Pages

Tuesday, July 3, 2012

Yet another post on High Availability

Looks like High Availability, Scalability are becoming the most abused words / jargons these days. And Cloud Computing has helped these words reaching the common man. I was really annoyed at an article on High Availability on CloudAve. The article was posted immediately after the latest AWS outage and talks about how companies like Netflix and Pinterest have all got it wrong and how to "program" for failover. Or is that failure? Here are the main items that the article talks about

  1. Programming for failover / failure. Anyone who doesn't is a fool
  2. Doing an S3 sync can help you avoid outages
  3. Elastic Load Balancing can ensure regions are healthy


1. Agreed. Any large scale system should definitely be designed for failure. And I am sure the folks at Netflix have not ignored this fact. Netflix is at a scale where they are probably one of the largest customer of AWS and they indeed work very closely with AWS. And to imagine what their scale is, they made their own custom AWS management solution called Asgard  and open sourced it. They were not happy with the feature set of AWS management console and built their own. And the news also appeared in AWS blog. Now, I am at loss of words if Netflix hasn't thought about using multiple AZs, load balancers, etc...That is like a bare minimum for their scale.

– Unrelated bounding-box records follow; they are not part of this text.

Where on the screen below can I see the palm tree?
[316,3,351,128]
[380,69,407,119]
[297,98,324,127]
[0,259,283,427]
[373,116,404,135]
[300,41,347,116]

2. Syncing between S3 buckets. Here we are talking about Syncing large amount of objects between S3 buckets located across continents. Over the Internet. Now, this looks all the more simple task to do in paper. Anyone who has thought about the actual implementation will fairly appreciate the complexity and cost involved in doing so. Of course that may outweigh the benefits of being available during an outage. But before we get to that there are many implementation bottlenecks to be addressed. You just cannot imagine putting a Single EC2 Instance (oh yeah we are talking about HA. lets make it one Instance in each AZ) and writing a custom script to perform the sync. Bandwidth availability from a single EC2, availability of that setup during an outage and inter region internet bandwidth charges should definitely be considered to go for such a design. And in large scale architecture, companies heavily rely on Content Distribution Network (CDN) such as Akamai / AWS CloudFront to deliver the media assets. If the content is stored in S3, it is most likely served through a CDN. In such case, even if the origin server is not available (in this case an outage at AWS), the content is always available at the edge location. Apart from the media assets, companies on the likes/scale of Netflix will heavily use other technologies like NoSQL (Mongo, Cassandra), Relational Databases (RDS) and Cache Clusters. And they are probably running 100s in each. Replicating them, building failover is a slow and complex process.

3. Elastic Load Balancing is a load balancing service from AWS. It can be used to bring HA in to your architecture - within a region. You cannot use ELB to ensure regions are healthy. ELB is a service that is restricted to a specific region and operates within it. To detect multiple region health status, one needs a solution at the DNS level. Such as going for a managed DNS solution which can perform health checks between multiple data centers (geo distributed) and failover. AWS Route53 can do that. Route53 Latency Based Routing (LBR) can detect multi region latency and route traffic accordingly.

Building a Highly Available solution is not about just utilizing multiple data centers or syncing data. It involves very deep understanding of the application and the infrastructure. And how they work together. Availability is perceived by the user. Hence it varies from application to application. For example, a photo sharing website might have three major tiers - photo viewer, photo upload, commenting. If the website is completely hosted on AWS, during at outage (depending upon which AWS services are affected), some of the tiers can still be perceived to be working. Photo viewer might continue to serve the pictures from a CDN while users might not be able to add new comments. Or, new comments might be working for the users who are posting but might be delayed for the ones who are viewing (achieved through queues and cache clusters). Architects can think of various ways to build such systems and that's how one increases the overall availability of the system. It is not an one time activity but a continuous process requiring patience, careful examination and planning. Guess such architectures will quietly work behind the scenes and let others abuse words like High Availability, Scalability for eternity.